Сипит, смотрит волком.
— Что ты помнишь последнее? Кокон?
— Не было… кокона! — кричит Марк. С его губ срывается слюна, брызгает
— Пятая кладка, четвертый кокон, — вжимаю ноготь в клеймо, и по лицу Марка проходит судорога. — В Дербенде вывели Королеву?
— Нет… никакой королевы, — натужно хрипит он, а я вздыхаю с облегчением. Если бы ее вывели, слышал бы я Ее голос? Повиновался бы? Внутренняя пустота лениво поднимает голову, зевает во всю пасть — из черной воронки тянет могильным холодом, и я зажмуриваюсь, прикрываю ладонью лицо, чтобы не сорваться вниз.

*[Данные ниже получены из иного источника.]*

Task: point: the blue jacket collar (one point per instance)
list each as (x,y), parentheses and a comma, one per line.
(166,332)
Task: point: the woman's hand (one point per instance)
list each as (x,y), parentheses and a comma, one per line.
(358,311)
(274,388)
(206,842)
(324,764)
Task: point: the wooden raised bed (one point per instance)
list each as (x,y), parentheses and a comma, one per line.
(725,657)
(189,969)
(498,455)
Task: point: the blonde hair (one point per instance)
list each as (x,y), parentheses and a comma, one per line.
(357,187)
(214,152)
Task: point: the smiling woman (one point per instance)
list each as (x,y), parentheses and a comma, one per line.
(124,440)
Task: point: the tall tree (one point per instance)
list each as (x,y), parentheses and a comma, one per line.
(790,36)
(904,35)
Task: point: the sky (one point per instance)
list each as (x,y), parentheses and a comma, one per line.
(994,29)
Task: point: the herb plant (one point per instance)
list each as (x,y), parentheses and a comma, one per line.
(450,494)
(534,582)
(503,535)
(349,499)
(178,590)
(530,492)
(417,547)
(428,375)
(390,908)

— Тебя ранили, Марк, — глухо говорю я. — И ты впал в кому. Умер для всех в мире. Для жены. Для родителей. Для детей. У тебя были дети, Марк?
— У меня… никого нет, — рычит он, но в голосе нет уверенности.
— Сейчас никого. Васпы одиноки.
— Я не васпа!
— Кто тогда? — я снова тычу в клеймо и задеваю бугрящийся шрам. Марка бьет дрожь. Я чую его злобу, его смятение. Когда-то я радовался бы, что пробил брешь в чужой броне. Но не теперь. Ловлю на своих лопатках тяжелые взгляды ребят. Они тоже в смятении и тоже ощущают воющую пустоту в груди. Хотят, чтобы вернулась Королева, и боятся этого. А я — всего лишь резервная станция, сигнал которой можно усилить, а можно заглушить, как это продемонстрировал недавно профессор Полич. Что я могу сделать для них?
— У тебя не было Королевы, — говорю я. — И тебя не учили так, как учили всех васпов. Но все-таки ты один из нас. Пятая партия, четвертый экземпляр. Сколько еще таких было до тебя? Сколько появилось после? Ты знаешь?
Он молчит, скрипит зубами. Если Марк хоть отчасти похож на нас, его не сломить ни допросом, ни пыткой. А если на службе у Морташа сто таких? Тысяча? Пусть сидящих на препаратах, но не связанных блокадой Селиверстова?
— Я не… помню, — вдруг говорит он. Глядит с вызовом, кривит рот в усмешке. — Но ты угадал, одноглазый. Выстрел помню. Боль. Потом ничего. Только бокс и капельницу. Жгло очень. И сейчас жжется.
Препарат, прозванный «мертвой водой»? Состав, возвращающий коматозников к подобию жизни? Перерождение без Королевы и кокона, новое слово в эксперименте.
— Где лаборатория?
— Не знаю!
Он не скажет. Он не человек, он предан хозяину, как мы были преданы Королеве. А я не могу терять время и терять своих ребят, пока пан Морташ расплетает ядовитые щупальца над столицей, и Си-Вай проходит с акциями протеста по городу. Ночь за окном истекает, скоро забрезжит рассвет. Если он не расколется к утру, можно считать битву проигранной.
— Если придется пытать, я буду пытать тебя, — говорю я. — Если придется убить — убью. Но все же дам последний шанс и рассказать, где находится лаборатория, кем и как охраняется.
— Тогда начинай прямо сейчас, — сплевывает кровавую слюну Марк. — Я не скажу.
— Подонок! — слышу щелканье предохранителя. Рэн встает рядом, вскидывая пистолет.
— Отставить!
Бывший преторианец молчит, ждет. Марк ждет тоже. Взгляда он не отводит, смотрит прямо в черное дуло. Не сломить такого, только убить. Я вздыхаю, подтаскиваю к себе стул и сажусь рядом. Нащупываю в кармане сигаретную пачку, вытрахиваю на ладонь.